Structuring unstructured data is a big headache for insurers, yet it is also a necessity if companies only have standard actuarial techniques at their disposal. Using advanced methods of artificial intelligence and machine-learning, data bypasses these first steps of insurer manipulation, allowing the modeling process to start straight away—a process that is immediately quicker and more efficient.
Typically, after data has been normalized, unstructured data is left out of the final analysis, wiping vast quantities of relevant information. In many cases, the lack of data is itself indicative of a behavioral pattern. Unstructured and manipulated raw data grants insurers the freedom to utilize more features—and the more features, the more insurers can understand why individuals make the choices they do, helping them to build up a more realistic image of their behavior. From a quantitative point of view, the model is improved by ever larger data sets.
The benefits of unstructured data can be illustrated through the example of a free text box that may accompany an insurer’s request for policyholders’ work emails and occupations. When you have free text cells, swaths of data can be lost unless insurers understand how to analyze it and link it to external information sources. For example, the data can be divided into three sets: those that enter an accurate work email, those who enter an email that is incorrect and those who leave the space blank. Through advanced modeling, it can be ascertained that each group behaves in behaviorally distinct ways. From this data—and even, significantly, from the absence of data—insurers gain greater insights into the policy-holder. Those who put in incorrect emails may have lost their jobs, for example, and those who don’t enter a work email may either be unemployed or employed in a field—such as construction or cleaning—where they don’t require an email.
Similarly, if people are asked to enter their occupations manually, there will be tens of thousands of variations—teacher, math teacher, French tutor—that are not statistically significant until the techniques of machine learning are applied: different occupations can then be clustered according to different statistical groups, such as pensioners, teachers, managers, housewives, to extract potentially lucrative data.
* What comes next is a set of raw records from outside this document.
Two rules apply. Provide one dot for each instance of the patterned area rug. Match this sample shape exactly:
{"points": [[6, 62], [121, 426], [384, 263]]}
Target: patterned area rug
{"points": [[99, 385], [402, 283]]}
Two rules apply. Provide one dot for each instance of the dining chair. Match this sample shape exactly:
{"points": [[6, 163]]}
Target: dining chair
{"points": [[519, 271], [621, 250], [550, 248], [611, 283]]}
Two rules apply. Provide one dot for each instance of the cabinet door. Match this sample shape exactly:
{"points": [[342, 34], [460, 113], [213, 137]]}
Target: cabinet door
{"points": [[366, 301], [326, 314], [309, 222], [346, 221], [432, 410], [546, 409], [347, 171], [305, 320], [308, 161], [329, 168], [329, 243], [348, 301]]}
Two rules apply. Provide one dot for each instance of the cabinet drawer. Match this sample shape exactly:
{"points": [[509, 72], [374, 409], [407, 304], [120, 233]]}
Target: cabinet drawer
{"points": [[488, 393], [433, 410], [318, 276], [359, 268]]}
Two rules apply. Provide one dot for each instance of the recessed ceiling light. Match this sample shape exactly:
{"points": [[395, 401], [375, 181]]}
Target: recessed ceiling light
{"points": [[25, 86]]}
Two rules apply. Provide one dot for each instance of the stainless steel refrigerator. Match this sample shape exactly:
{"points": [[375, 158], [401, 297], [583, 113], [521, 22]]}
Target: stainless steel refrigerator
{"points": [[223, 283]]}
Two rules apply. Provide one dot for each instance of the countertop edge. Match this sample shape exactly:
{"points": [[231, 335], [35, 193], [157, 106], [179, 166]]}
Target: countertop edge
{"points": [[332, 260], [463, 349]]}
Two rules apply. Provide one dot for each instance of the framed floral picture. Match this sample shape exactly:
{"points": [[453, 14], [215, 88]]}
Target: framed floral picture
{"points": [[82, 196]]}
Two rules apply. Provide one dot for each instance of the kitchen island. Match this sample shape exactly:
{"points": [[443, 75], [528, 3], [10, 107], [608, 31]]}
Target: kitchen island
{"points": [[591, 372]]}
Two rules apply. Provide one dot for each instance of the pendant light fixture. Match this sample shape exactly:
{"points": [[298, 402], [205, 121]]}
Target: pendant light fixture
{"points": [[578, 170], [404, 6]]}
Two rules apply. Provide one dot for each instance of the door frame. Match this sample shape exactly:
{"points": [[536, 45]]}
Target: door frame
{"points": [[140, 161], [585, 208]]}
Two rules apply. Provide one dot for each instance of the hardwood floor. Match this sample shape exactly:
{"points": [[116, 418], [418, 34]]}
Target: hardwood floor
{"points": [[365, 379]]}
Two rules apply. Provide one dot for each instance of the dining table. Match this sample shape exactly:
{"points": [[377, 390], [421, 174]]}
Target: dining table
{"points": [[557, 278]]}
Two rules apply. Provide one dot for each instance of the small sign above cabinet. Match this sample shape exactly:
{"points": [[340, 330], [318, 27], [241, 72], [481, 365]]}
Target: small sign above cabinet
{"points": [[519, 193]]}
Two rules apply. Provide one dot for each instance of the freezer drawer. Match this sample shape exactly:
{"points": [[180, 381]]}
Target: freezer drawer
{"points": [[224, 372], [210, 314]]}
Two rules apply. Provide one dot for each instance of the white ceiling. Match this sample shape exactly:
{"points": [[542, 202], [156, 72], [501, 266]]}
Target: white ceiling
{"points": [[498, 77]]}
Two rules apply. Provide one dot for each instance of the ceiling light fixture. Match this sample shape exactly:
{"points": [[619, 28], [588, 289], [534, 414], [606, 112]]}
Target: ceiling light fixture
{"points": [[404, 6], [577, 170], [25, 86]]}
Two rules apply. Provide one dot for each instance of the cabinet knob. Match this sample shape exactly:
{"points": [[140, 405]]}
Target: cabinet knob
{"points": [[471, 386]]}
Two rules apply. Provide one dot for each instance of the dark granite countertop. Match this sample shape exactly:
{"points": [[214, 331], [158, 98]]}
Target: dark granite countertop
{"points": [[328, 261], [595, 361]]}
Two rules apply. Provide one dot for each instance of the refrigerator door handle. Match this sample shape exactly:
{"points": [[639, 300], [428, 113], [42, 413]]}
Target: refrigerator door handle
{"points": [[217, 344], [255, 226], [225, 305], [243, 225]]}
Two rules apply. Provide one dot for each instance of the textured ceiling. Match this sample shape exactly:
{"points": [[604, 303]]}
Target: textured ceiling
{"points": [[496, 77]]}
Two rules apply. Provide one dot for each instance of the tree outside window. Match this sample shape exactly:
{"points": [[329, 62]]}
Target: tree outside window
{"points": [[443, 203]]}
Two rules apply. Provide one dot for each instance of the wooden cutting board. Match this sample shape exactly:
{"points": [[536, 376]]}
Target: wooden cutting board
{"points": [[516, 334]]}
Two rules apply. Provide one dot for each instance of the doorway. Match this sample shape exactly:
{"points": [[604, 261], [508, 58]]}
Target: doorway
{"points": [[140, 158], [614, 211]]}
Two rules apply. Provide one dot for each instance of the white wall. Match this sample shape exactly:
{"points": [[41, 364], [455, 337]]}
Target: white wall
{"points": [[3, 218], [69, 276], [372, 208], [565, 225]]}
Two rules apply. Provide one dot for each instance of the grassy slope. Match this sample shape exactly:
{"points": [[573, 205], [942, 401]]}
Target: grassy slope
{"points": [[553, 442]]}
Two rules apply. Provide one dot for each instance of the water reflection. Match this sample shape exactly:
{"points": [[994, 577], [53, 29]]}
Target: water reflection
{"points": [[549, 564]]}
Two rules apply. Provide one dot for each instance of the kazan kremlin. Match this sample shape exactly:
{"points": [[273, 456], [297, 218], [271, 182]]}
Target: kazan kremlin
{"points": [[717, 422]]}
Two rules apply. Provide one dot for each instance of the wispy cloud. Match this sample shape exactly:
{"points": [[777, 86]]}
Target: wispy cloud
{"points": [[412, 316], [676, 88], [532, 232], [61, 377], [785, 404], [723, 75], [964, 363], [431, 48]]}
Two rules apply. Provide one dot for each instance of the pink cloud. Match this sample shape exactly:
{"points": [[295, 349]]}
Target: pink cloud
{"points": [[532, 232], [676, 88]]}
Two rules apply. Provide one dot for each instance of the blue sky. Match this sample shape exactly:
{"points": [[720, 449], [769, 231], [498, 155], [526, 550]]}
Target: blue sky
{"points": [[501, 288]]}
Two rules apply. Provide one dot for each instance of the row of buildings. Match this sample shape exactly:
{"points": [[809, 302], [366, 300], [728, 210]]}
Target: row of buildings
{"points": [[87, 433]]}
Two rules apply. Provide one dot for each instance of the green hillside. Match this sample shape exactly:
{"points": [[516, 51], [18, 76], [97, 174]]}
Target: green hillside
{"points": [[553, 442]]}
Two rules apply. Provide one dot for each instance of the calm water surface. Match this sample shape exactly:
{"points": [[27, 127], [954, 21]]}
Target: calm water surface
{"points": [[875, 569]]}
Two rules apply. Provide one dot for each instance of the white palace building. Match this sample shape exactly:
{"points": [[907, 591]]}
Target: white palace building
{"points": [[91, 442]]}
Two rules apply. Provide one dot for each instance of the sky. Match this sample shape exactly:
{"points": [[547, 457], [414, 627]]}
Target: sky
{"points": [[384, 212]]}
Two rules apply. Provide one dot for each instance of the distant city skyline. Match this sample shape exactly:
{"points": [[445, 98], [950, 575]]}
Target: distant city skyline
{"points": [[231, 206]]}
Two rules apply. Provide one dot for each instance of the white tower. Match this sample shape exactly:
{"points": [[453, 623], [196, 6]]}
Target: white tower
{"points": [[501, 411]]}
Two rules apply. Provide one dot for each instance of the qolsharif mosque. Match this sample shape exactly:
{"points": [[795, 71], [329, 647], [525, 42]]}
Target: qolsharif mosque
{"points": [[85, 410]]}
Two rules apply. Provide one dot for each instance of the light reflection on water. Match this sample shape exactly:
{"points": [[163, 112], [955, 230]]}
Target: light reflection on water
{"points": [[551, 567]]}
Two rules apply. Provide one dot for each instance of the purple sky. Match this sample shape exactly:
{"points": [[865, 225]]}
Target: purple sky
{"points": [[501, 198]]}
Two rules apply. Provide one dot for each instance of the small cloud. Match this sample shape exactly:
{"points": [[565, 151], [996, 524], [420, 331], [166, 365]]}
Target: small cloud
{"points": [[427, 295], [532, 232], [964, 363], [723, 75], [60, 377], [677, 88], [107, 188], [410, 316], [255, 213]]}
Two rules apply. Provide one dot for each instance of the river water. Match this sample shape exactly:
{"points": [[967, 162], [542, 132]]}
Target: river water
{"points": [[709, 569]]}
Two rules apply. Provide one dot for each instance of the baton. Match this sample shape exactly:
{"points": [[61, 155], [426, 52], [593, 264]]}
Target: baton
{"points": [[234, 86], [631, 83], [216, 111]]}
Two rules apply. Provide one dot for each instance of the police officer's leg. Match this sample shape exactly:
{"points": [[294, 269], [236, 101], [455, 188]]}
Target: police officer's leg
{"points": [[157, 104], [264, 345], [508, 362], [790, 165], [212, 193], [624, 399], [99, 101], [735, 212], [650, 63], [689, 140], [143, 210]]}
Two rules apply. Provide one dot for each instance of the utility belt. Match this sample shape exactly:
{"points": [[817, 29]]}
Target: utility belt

Knowing where a policyholder is paying their premiums from, whether from an individual or company account or, for example, the Teachers Federal Credit Unit or the Navy Federal Credit Union is advantageous for the insurer.
Unlocking the structure within unstructured data is the key to further insights, which are enriched by publicly available external data. Advanced models can apply those features most relevant to insurance, for example, U.S. census questions on monthly insurance expenditure and assets in pension savings. Moreover, every time data is entered into these machine-learning models, the process is quicker than before, giving insurers greater insights in a significantly shorter space of time.
Raw data is the key to insurers staying ahead of the competition. Life insurers can continue to do what they do best—but now with the tools to irrigate their data and watch the profits bloom.